Failure of the mucin layer provides trypsin and the other digestive enzymes access to intercellular junctions and cleavage of the extracellular domain of junction proteins and thereby starts the process that leads to breakdown of the mucosal barrier. Digestive enzymes destroy the epithelial lining and its tight junction proteins [69]. Such autodigestion is a catastrophic event since the mucosal barrier is then breached so that all wall structures of the intestine are exposed without a barrier to the digestive enzymes in the lumen [52].
Fig. 3.
12.Conclusion
What started decades ago as a question about the mechanisms for leukocyte activation in plasma has led to a surprising new focus: digestive enzymes. Synthesized in the pancreas and carried in the small intestine as part of normal daily digestion, these powerful enzymes may escape across the mucosal barrier and play a central role in cell and organ dysfunction. In the systemic circulation they may degrade membrane components, which in turn triggers diverse cell dysfunctions.
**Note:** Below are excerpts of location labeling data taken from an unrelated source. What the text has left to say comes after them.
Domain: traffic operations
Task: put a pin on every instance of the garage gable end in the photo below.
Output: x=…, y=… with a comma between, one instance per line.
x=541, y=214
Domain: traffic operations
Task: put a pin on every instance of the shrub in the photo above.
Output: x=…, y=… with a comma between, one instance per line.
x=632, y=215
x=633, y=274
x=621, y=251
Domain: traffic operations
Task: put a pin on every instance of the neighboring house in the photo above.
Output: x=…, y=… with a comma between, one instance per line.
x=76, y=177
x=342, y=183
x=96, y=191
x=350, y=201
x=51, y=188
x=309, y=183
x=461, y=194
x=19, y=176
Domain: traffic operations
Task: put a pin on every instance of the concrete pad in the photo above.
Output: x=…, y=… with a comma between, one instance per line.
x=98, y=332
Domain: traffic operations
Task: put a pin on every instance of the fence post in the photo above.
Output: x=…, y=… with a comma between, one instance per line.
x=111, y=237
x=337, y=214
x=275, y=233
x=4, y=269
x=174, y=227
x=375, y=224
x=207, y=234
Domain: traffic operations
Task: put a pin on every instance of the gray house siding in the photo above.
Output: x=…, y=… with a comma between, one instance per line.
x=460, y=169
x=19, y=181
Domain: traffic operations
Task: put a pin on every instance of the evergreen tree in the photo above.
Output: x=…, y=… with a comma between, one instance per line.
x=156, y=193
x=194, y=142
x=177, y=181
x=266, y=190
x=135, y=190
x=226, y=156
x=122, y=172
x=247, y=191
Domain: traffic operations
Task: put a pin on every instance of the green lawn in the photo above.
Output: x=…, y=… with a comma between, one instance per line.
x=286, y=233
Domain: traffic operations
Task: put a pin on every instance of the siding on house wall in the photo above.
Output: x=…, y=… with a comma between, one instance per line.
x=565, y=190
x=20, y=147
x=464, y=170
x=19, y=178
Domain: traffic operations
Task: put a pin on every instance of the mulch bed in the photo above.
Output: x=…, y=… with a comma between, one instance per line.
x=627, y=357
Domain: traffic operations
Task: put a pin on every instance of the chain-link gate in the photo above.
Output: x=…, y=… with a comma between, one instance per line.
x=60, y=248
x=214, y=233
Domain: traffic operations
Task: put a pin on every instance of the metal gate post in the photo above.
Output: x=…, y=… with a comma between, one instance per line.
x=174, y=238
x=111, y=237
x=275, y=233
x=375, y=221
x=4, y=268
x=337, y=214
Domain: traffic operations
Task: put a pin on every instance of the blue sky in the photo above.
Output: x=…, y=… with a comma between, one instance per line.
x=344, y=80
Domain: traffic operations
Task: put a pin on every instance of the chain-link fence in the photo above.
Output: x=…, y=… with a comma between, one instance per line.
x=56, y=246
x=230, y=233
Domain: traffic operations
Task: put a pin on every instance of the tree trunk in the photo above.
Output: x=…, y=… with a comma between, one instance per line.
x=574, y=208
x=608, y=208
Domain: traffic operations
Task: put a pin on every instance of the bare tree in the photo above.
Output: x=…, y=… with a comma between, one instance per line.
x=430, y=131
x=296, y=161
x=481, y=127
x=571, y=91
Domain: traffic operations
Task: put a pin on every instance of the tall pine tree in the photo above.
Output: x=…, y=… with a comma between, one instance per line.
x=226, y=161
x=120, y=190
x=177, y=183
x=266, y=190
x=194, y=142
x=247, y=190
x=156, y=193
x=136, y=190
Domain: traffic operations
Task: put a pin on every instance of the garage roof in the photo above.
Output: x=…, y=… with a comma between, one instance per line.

For example, cleavage of the ectodomain of membrane receptors on leukocytes impairs their response to fluid shear stress or adhesion to the endothelium, and cleavage of the insulin receptor leads to insulin resistance. Cleavage of the glycocalyx influences red cell aggregation and other biorheological properties of blood. In physiological forms of shock we now have evidence to indicate that besides cell dysfunctions digestive enzymes can cause organ failure and death (Fig. 3). It is interesting to think about the possibility that digestive enzymes not only digest food but may also autodigest one’s own tissues. If this idea is confirmed, we may have gained fundamental new insight into disease and death.
Acknowledgements
I thank Dr. Erik Kistler, Marisol Chang, Angelina Altshuler, Alex Penn, Rafi Mazor, Mr. Frank A. DeLano and Marco Santamaria-Aviles for many discussions regarding the autodigestion hypothesis. Supported by NIH Grant GM 85072 and by an unrestricted gift from Leading Biosciences Inc.
Conflict of interest
Dr. Schmid-Schönbein owns equity in InflammaGen, a company by Leading Biosciences Inc., which develops therapy for shock patients.